The effect of smoking and physical activity on active and disabled life expectancy was estimated using data from the Established Populations for Epidemiologic Studies of the Elderly (EPESE). Population-based samples of persons aged > or = 65 years from the East Boston, Massachusetts, New Haven, Connecticut, and Iowa sites of the EPESE were assessed at baseline between 1981 and 1983 and followed for mortality and disability over six annual follow-ups. A total of 8,604 persons without disability at baseline were classified as "ever" or "never" smokers and doing "low," "moderate," or "high" level physical activity. Active and disabled life expectancies were estimated using a Markov chain model. Compared with smokers, men and women nonsmokers survived 1.6-3.9 and 1.6-3.6 years longer, respectively, depending on level of physical activity. When smokers were disabled and close to death, most nonsmokers were still nondisabled. Physical activity, from low to moderate to high, was significantly associated with more years of life expectancy in both smokers (9.5, 10.5, 12.9 years in men and 11.1, 12.6, 15.3 years in women at age 65) and nonsmokers (11.0, 14.4, 16.2 years in men and 12.7, 16.2, 18.4 years in women at age 65). Higher physical activity was associated with fewer years of disability prior to death. These findings provide strong and explicit evidence that refraining from smoking and doing regular physical activity predict a long and healthy life. [Source: Am J Epidemiol 1999 Apr 1;149(7):645-53.]

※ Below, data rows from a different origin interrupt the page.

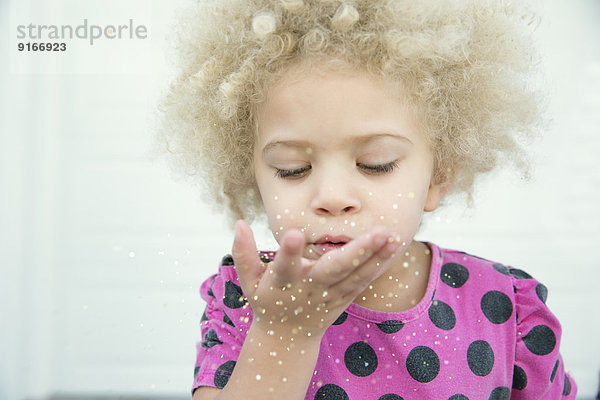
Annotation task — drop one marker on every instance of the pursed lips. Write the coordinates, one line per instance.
(328, 243)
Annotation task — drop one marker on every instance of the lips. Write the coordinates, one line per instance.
(328, 243)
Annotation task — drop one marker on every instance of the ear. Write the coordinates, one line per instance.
(436, 193)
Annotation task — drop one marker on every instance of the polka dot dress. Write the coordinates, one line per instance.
(482, 331)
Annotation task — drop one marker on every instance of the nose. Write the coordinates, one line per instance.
(335, 196)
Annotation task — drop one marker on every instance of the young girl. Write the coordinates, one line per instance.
(343, 122)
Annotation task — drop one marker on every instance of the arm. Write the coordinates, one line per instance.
(294, 301)
(259, 375)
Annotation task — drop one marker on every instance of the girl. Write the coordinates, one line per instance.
(343, 122)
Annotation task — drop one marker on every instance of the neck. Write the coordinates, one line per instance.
(402, 285)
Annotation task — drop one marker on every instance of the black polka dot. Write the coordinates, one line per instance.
(360, 359)
(390, 326)
(442, 315)
(496, 307)
(454, 275)
(503, 269)
(540, 340)
(233, 297)
(480, 357)
(567, 387)
(331, 392)
(500, 393)
(458, 397)
(227, 260)
(210, 292)
(340, 320)
(227, 320)
(554, 370)
(519, 273)
(211, 339)
(519, 378)
(223, 373)
(390, 396)
(423, 364)
(542, 292)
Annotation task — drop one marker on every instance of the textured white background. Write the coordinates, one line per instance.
(102, 253)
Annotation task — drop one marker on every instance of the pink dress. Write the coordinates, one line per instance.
(482, 331)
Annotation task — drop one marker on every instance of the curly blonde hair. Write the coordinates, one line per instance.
(464, 65)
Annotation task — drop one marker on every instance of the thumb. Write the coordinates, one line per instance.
(245, 256)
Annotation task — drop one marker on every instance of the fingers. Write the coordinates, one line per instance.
(338, 265)
(245, 256)
(288, 266)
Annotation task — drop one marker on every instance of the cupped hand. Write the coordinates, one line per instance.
(293, 296)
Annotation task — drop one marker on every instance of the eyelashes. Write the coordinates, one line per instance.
(297, 173)
(292, 173)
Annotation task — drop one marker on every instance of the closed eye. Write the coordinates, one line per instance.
(292, 173)
(379, 168)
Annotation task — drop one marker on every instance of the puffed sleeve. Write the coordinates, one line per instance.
(224, 326)
(539, 372)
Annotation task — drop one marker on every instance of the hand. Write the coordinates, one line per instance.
(295, 297)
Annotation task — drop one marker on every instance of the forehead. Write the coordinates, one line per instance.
(318, 102)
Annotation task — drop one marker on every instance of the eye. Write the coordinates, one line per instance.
(292, 173)
(379, 168)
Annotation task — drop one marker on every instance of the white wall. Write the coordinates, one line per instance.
(102, 252)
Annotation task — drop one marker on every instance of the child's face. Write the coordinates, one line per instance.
(337, 154)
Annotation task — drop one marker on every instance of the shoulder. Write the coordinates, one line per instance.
(496, 288)
(456, 267)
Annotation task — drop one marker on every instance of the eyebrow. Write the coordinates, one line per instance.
(357, 140)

Somewhat different than what ACSH says, huh?

Conclusion

ACSH, like any group that fights against junk science, is often and wrongly criticized by the junk science crowd as a being a "tool" of industry. But instead of simply advocating sound science and criticizing junk science, ACSH tries to compensate -- it tries to buy credibility with the junk science crowd -- by being as anti-tobacco as possible. The ACSH mindset is that small amounts of chemicals are safe, unless they're in tobacco smoke.

ACSH's shrill anti-tobacco-ism hasn't bought credibility with the junk science crowd. I doubt it ever will. If ACSH wants to advocate against smoking, that's fine. But resorting to junk science, for whatever reason, will only hurt the organization's credibility with its allies in the anti-junk science movement.